We stare at each other for a few seconds, and I can tell by her quiet expression that she knows all of Maddy’s story. If only she knew the parts only I know—the secrets that almost touch her, but so far haven’t penetrated.
“Probably not,” I finally say, standing from my seat to pull Maddy’s out when I see her and Amber walking up with small glasses and a bottle of water.
She sets the shots in the center of the table and then hands me my bottle. I twist the cap and hold it out in front of her before tipping the water back to guzzle half of it down.
“Ah,” I say, running my sleeve over my mouth, “hits the spot.”
She breathes out a laugh, but pulls her lips in tight before mouthing “sorry” and gesturing toward the table full of drinks.
“I’m good,” I lie.
I’ll never be good. But I’m strong. And feeling numb isn’t as important as being present—not anymore, at least.

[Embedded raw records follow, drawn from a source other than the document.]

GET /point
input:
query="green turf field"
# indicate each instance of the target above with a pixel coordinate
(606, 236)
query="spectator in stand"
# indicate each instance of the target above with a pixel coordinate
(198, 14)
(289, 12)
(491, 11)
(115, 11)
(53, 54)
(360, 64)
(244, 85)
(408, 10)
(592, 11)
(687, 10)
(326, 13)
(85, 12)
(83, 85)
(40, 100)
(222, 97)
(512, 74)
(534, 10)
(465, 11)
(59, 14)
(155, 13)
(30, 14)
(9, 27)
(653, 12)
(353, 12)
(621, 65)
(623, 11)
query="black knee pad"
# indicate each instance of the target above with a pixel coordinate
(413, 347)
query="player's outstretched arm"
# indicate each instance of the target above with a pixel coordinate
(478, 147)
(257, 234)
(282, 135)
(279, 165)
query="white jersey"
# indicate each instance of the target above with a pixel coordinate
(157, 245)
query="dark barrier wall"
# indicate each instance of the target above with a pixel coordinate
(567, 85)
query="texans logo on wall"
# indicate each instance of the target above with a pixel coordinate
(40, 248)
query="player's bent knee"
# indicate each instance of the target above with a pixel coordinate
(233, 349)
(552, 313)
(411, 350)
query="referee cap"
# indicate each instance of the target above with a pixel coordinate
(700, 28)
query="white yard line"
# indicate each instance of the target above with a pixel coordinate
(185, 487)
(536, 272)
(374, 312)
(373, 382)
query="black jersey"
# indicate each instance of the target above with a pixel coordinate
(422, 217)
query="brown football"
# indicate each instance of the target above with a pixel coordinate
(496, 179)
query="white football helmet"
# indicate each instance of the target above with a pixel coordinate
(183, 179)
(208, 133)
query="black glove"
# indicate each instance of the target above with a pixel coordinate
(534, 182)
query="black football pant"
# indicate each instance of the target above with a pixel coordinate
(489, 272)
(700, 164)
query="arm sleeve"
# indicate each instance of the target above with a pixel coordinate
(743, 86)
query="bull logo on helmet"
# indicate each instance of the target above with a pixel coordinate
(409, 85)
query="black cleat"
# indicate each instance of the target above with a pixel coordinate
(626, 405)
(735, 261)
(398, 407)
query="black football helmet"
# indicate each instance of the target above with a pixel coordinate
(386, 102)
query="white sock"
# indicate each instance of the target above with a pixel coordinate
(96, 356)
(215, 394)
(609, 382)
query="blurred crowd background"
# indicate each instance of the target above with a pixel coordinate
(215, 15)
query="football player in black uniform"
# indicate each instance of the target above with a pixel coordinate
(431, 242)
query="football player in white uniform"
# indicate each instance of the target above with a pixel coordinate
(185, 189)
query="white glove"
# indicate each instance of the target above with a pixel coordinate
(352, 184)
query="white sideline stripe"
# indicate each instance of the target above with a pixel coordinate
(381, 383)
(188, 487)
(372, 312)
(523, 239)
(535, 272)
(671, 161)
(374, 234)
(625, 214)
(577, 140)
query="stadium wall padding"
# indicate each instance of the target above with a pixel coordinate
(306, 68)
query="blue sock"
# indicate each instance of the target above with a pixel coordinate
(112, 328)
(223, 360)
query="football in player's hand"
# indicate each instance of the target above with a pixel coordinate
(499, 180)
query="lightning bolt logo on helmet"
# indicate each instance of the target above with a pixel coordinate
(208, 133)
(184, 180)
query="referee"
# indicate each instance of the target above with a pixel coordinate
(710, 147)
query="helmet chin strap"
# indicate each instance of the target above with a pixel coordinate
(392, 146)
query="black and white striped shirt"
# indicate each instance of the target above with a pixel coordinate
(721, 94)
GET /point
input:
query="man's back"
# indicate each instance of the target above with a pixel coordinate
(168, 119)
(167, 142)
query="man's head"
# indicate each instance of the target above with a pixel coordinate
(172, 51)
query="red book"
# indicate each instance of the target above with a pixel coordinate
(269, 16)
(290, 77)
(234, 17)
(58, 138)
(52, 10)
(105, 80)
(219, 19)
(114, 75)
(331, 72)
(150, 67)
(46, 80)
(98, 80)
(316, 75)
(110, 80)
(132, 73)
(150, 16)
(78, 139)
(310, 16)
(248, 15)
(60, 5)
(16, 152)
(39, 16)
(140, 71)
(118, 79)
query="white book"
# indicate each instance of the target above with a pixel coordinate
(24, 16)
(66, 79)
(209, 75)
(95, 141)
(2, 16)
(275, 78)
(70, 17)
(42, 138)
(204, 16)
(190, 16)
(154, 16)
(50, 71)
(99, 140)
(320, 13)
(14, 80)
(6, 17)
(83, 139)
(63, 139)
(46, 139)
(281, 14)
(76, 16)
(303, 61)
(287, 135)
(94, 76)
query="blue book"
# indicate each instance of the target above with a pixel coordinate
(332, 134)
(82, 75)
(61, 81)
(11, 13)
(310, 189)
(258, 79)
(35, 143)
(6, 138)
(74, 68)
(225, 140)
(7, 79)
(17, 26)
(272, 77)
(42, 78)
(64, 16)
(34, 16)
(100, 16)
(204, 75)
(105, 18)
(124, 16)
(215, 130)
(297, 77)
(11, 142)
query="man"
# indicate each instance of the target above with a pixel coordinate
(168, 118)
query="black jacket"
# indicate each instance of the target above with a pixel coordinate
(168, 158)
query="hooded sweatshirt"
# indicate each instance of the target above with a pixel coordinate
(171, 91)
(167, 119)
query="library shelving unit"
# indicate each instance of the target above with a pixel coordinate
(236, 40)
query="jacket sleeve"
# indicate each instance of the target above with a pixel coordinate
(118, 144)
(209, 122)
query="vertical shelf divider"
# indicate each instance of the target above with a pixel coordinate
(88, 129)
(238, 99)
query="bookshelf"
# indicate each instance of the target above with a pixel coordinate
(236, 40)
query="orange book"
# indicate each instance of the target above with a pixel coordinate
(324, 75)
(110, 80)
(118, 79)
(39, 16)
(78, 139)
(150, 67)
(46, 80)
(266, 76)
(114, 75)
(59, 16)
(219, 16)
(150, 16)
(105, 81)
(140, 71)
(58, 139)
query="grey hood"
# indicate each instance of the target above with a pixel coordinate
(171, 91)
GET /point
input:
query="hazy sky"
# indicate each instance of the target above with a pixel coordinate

I step away from the table while the girls do shots, and I eventually find my way to the line of orange trees near the dance floor outside. I step between two of them and walk along the irrigation trough until I get to the sidewalk. They’ve added lights and a few benches near the walkways, which is probably a good idea. I smirk at a couple in the distance making out on a bench. The deterrent of a spotlight can only do so much.
I walk around for a few minutes, noticing everything that’s the same, and all of the things that are different. When the memories start to hit me too hard, I cut back to the tables near the outdoor bar. A band has started playing, and the dance floor is filling up with girls in denim skirts, boots, and tank tops that are too tight and hang too low. I smile thinking about how that used to mean heaven to me.
“Still a boob man, I see,” Maddy says behind me.
I chuckle and lean my head to the side, turning enough to face her. She has a beer in her hand, which probably means she’s going to vomit later. I tap it and raise one brow, and she shrugs before taking a drink.
“I told you I was getting drunk,” she says, turning back to face the dance floor. I watch her tilt the bottle back again, swallowing. Her eyes are smoky, and some of her hair has started to fall away from the twist, grazing the back of her neck.
“To be honest with you, I’ve never really been much of a boob man,” I say, my eyes still mesmerized by her perfect profile. She laughs, and I love the way it makes her move.
“Bullshit,” she says.
I don’t answer, and eventually she turns to look at me, squinting.
I cross my heart, and she purses her lips, leaning her head in doubt.
“Swear to god,” I say. “I mean, don’t get me wrong. I like them,” I say through a guilty smile, chuckling. She nods like she’s caught me in a lie, then glances back out on the dance floor. I watch her for a few more quiet seconds, and then I do something completely stupid.